3
$\begingroup$

Refering to a question previously asked Jacobian matrix of the Rodrigues' formula (exponential map). It was suggested in one of the answer to only calculate simpler Jacobian $\left.\frac{\partial}{\partial \mathbf p}\exp(\hat{\mathbf p})\right|_{\mathbf p=\mathbf 0}$ with $\exp(\hat{\mathbf p})$ being identity.

Similar idea is suggested in a technical report on Minimization on the Lie Group SO(3) and Related Manifolds .

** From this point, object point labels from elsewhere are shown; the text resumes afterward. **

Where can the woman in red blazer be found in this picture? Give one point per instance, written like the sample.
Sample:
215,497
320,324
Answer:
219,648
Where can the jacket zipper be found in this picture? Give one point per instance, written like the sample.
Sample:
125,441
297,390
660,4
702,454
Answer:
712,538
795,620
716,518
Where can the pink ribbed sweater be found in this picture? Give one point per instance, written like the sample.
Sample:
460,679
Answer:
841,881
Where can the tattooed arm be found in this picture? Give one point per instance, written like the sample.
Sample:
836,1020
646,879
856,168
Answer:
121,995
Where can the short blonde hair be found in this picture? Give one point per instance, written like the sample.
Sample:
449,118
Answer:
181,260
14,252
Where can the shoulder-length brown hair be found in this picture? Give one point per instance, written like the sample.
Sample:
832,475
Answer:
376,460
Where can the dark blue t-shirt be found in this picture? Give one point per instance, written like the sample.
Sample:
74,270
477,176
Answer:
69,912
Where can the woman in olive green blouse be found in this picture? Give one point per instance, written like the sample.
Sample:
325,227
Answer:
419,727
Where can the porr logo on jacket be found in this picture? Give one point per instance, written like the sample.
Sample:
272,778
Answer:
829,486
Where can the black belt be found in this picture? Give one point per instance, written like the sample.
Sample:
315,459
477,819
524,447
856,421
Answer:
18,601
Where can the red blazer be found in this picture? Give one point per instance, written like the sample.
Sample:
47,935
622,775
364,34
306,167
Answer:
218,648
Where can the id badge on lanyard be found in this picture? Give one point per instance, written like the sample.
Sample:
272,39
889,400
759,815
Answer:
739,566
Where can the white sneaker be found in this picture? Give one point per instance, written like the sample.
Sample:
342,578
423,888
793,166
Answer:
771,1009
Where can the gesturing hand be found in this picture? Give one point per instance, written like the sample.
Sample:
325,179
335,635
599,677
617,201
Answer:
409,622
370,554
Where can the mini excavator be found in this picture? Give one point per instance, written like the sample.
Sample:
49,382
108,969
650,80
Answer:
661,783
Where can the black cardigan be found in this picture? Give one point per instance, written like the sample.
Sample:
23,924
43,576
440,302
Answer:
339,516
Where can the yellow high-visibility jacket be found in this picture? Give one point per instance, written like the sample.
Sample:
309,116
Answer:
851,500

Using Gauss-Newton based strategy, it was suggested to solve for $\delta$:

$$ \mathtt J^\top\mathtt J \delta = -\mathtt J^\top f(\mathtt R^{(m)})$$

Final update rule: $$ \mathtt R^{(m+1)}= \exp(\hat\delta)\cdot \mathtt R^{(m)}.$$

Since, Gauss-Newton stems from the Taylor series approximation. To optimize an objective function $\mathcal O(\mathtt R^{(m)})$: $$\mathcal O(\mathtt R^{(m+1)}) \approx \mathcal O(\mathtt R^{(m)}) + \mathbb g^\top\delta + \delta^\top \mathtt H \delta$$

The gradient $\mathbb g$ and Hessian $\mathtt H$ are calculated at the point corresponding to $\mathtt R^{(m)}$ which is initially $\mathbf p = \mathbf 0$.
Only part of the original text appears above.